Marko enciende la mecha en 2026: ¿se termina la era Verstappen?


El ex asesor de Red Bull advierte que los nuevos motores podrían inclinar la balanza hacia Mercedes y dejar a Max sin su quinto título

Helmut Marko volvió a ser Helmut Marko. El veterano austríaco, famoso por decir lo que piensa sin anestesia, analizó el reglamento 2026 y dejó una frase que sacudió la mañana del paddock: no cree que Max Verstappen pueda ser campeón en el arranque de la nueva era. Para él, los motores Mercedes llevarán ventaja… y no poca.

Sí, así como lo leés: el hombre que vio surgir a Max ahora cree que su propio “producto estrella” podría ver cortada su racha de gloria.

La parrilla dejaría de estar tan apretada: “Las diferencias aumentarán mucho”

Marko repasó el 2025, uno de los años más igualados de la Fórmula 1 moderna. Llegamos a ver sesiones de clasificación con 20 autos separados por siete décimas. Una locura que hacía pensar que la F1 por fin había encontrado el equilibrio.

Pero Marko es más pesimista que un mecánico viendo llover antes de la clasificación.
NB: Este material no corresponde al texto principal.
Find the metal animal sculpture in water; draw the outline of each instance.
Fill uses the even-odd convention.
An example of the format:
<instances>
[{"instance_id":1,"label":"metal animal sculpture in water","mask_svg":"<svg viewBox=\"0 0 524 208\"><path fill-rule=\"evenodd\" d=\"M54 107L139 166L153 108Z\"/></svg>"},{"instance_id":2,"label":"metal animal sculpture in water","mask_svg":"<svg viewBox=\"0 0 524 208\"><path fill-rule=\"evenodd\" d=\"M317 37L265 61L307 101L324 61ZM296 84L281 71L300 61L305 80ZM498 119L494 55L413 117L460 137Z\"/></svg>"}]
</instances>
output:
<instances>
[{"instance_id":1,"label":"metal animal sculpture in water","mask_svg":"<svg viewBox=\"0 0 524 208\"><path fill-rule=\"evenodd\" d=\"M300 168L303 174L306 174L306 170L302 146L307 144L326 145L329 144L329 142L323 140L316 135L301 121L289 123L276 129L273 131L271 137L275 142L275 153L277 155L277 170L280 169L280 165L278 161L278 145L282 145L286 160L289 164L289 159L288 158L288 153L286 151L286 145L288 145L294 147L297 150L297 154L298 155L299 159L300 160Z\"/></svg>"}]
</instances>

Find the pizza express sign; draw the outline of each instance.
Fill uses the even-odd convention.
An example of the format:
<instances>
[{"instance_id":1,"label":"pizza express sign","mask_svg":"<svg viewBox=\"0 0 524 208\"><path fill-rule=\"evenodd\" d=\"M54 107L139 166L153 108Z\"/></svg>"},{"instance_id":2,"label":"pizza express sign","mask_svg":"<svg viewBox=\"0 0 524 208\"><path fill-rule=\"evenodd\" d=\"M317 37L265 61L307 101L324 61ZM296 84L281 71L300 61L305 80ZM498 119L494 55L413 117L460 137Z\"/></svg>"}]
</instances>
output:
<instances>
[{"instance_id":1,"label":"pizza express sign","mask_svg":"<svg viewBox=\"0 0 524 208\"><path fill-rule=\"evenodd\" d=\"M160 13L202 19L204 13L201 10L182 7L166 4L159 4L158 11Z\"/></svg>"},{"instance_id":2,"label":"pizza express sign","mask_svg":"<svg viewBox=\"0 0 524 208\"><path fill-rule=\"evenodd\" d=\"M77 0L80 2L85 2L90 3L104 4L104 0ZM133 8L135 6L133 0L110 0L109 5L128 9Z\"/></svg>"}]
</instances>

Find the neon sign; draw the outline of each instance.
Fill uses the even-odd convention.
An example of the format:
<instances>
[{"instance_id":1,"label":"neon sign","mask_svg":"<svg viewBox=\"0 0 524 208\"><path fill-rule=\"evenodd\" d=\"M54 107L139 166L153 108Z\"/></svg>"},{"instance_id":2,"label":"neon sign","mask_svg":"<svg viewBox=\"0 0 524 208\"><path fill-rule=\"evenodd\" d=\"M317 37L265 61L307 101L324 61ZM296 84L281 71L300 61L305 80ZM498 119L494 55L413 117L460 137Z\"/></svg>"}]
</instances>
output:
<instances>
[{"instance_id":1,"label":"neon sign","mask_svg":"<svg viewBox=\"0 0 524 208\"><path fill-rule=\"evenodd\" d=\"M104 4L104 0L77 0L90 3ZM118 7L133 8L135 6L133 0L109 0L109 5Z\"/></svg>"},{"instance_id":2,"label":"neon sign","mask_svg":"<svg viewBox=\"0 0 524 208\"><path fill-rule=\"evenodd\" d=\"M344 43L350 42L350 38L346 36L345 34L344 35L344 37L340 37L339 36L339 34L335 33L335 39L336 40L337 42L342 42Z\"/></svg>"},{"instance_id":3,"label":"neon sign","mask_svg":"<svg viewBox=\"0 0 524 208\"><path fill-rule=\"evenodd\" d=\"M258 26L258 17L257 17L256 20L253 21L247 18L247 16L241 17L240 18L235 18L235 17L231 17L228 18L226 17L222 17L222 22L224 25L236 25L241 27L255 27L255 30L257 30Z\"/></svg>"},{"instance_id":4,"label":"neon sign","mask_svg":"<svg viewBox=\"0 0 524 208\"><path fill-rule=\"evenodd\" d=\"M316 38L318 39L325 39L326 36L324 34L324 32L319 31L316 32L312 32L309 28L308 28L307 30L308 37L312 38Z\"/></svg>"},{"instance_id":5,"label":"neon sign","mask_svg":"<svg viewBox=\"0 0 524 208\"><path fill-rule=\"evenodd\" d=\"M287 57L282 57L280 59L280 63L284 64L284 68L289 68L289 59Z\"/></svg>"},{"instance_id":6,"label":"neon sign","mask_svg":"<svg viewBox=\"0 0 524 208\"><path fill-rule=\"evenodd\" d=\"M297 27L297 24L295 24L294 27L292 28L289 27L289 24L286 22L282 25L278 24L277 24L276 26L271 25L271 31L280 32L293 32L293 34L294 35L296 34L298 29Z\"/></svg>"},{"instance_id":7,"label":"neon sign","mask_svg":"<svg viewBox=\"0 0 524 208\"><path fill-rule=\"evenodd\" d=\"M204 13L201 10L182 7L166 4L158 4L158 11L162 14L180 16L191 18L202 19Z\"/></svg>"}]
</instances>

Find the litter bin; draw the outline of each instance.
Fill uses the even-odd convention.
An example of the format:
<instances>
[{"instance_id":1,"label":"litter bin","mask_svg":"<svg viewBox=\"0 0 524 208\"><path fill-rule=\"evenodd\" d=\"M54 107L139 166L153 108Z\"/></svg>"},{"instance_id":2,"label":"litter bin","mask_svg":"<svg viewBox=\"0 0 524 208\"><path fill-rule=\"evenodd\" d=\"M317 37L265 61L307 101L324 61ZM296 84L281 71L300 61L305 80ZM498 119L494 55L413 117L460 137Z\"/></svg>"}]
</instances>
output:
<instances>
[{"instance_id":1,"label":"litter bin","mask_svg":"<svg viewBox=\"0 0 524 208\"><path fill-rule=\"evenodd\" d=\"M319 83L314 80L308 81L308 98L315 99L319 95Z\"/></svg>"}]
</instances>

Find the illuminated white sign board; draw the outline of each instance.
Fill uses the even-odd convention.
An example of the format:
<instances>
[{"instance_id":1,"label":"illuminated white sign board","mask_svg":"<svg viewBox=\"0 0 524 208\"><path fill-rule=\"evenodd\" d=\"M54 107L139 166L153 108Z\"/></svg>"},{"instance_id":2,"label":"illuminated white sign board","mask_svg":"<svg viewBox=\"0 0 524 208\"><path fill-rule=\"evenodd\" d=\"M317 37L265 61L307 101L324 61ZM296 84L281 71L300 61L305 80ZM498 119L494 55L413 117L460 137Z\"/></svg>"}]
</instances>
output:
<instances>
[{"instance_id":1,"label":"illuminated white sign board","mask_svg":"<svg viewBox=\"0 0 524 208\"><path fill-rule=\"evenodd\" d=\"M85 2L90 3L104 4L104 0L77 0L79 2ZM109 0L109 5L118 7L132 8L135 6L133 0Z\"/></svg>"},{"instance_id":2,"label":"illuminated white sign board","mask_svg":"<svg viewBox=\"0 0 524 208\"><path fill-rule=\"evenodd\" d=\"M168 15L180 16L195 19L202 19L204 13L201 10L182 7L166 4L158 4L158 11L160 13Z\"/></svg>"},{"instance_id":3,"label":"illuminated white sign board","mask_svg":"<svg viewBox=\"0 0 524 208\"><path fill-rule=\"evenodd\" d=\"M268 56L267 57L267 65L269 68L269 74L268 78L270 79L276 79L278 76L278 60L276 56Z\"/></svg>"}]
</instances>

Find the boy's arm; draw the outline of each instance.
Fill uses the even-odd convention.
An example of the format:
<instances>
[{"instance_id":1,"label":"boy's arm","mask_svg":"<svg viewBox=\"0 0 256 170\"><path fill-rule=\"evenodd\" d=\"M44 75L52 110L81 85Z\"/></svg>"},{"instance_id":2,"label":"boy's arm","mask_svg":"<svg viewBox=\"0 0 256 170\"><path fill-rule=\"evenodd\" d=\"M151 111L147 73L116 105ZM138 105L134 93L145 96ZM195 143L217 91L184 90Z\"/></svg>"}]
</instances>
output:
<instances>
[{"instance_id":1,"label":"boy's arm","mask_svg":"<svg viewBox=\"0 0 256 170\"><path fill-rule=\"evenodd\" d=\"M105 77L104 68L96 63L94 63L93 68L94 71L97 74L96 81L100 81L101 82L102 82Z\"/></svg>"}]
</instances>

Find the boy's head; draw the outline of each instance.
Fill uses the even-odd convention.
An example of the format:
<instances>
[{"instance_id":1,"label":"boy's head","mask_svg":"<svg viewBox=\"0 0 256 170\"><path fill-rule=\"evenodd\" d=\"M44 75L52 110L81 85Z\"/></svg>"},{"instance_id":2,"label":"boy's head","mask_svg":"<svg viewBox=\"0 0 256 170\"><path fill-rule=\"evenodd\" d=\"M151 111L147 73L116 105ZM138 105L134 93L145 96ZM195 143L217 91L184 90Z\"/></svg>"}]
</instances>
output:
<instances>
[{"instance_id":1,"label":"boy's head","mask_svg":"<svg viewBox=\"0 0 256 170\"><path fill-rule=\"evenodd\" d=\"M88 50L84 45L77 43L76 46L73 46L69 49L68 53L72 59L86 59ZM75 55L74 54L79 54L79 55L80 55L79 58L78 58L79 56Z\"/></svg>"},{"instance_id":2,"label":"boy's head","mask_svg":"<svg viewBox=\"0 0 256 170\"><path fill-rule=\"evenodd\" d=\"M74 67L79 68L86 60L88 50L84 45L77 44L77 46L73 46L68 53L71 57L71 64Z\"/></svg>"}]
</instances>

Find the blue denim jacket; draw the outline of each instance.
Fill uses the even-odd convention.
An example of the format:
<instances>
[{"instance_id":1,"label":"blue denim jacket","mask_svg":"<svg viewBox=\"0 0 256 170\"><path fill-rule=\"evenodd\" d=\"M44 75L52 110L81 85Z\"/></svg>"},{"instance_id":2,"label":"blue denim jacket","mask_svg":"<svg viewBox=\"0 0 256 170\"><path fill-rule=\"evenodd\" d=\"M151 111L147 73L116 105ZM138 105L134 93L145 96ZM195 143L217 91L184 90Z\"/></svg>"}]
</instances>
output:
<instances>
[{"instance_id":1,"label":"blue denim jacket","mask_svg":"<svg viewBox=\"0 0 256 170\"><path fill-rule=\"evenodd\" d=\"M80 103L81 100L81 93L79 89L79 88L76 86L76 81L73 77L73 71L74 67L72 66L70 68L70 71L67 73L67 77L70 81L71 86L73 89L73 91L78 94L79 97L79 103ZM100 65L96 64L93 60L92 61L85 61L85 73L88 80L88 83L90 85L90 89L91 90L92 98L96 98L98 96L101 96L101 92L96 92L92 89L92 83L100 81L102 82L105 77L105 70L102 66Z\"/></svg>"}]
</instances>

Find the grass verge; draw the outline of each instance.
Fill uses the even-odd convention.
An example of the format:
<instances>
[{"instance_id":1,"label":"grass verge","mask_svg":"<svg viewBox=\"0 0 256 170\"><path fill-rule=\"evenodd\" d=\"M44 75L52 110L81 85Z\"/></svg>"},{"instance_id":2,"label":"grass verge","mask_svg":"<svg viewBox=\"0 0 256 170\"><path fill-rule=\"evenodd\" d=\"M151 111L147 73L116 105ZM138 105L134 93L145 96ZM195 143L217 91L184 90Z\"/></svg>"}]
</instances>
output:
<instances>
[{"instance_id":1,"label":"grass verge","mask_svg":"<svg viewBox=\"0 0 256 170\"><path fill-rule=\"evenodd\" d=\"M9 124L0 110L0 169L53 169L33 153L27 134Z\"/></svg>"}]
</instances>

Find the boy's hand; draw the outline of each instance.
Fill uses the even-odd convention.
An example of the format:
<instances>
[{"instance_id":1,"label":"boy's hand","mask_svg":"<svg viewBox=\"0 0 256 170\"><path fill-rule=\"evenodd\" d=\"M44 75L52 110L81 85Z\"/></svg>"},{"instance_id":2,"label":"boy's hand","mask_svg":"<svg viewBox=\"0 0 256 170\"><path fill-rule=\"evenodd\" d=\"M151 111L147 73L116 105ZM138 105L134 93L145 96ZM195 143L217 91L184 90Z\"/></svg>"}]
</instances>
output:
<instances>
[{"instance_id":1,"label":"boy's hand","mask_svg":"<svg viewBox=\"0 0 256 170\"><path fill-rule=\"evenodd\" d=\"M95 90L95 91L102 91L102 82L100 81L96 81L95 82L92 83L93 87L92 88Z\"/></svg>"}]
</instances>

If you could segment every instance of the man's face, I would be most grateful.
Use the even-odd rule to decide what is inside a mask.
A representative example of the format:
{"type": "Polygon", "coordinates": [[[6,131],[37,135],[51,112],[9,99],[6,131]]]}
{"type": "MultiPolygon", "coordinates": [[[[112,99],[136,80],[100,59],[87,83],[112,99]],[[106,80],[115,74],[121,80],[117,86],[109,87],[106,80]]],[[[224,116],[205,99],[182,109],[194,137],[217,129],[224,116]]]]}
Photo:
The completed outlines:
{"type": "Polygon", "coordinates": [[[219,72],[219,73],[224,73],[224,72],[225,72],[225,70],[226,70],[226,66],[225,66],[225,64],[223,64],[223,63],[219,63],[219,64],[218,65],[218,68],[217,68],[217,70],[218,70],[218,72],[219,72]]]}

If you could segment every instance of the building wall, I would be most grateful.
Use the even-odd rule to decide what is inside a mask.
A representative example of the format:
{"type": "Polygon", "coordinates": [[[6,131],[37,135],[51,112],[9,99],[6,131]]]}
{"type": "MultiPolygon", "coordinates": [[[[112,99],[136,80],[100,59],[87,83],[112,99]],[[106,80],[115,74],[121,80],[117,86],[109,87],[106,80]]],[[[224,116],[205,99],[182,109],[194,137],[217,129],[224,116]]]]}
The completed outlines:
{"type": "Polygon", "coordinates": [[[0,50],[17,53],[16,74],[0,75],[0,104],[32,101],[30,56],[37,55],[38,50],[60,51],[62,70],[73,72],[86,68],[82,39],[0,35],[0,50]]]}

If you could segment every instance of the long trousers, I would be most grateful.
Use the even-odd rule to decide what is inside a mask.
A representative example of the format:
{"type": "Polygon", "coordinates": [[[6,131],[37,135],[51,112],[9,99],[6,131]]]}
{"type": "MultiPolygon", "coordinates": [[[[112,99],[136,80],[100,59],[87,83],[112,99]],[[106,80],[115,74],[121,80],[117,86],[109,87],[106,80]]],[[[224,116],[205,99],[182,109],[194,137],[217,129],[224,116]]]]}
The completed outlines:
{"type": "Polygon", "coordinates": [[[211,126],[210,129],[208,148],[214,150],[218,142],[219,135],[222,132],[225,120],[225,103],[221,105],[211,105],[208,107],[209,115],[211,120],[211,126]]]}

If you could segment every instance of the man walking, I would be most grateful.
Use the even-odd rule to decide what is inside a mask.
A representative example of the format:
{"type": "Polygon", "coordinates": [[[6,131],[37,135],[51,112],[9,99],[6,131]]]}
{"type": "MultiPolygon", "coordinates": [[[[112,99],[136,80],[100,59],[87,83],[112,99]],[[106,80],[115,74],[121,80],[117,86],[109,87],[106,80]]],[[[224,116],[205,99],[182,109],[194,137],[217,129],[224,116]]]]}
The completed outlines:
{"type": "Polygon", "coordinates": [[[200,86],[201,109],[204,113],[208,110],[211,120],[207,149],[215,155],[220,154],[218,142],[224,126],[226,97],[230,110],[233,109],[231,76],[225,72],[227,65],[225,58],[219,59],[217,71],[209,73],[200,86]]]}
Para él, en 2026 esas diferencias se van a agrandar, y no un poquito:

cambios profundos en los motores

nuevas baterías y gestión energética más compleja

aerodinámica simplificada y más dependiente del chasis

interacción diferente entre ERS, turbo y despliegues

Según él, todo esto puede crear un escenario donde algunos equipos vuelen y otros… bueno, otros jueguen al escondite con el cronómetro.

El fantasma del 2014 vuelve a aparecer

Marko no se anda con vueltas: teme que pase lo mismo que en 2014, cuando arrancó la era híbrida y Mercedes salió del garaje con un misil de ingeniería alemana que dejó al resto revisando Google para saber qué demonios era un MGU-H.

“No quiero diferencias como aquellas”, dijo, pero acto seguido admitió que todo lo que escucha apunta a lo mismo: Mercedes sería el que más ha avanzado en el desarrollo del motor 2026.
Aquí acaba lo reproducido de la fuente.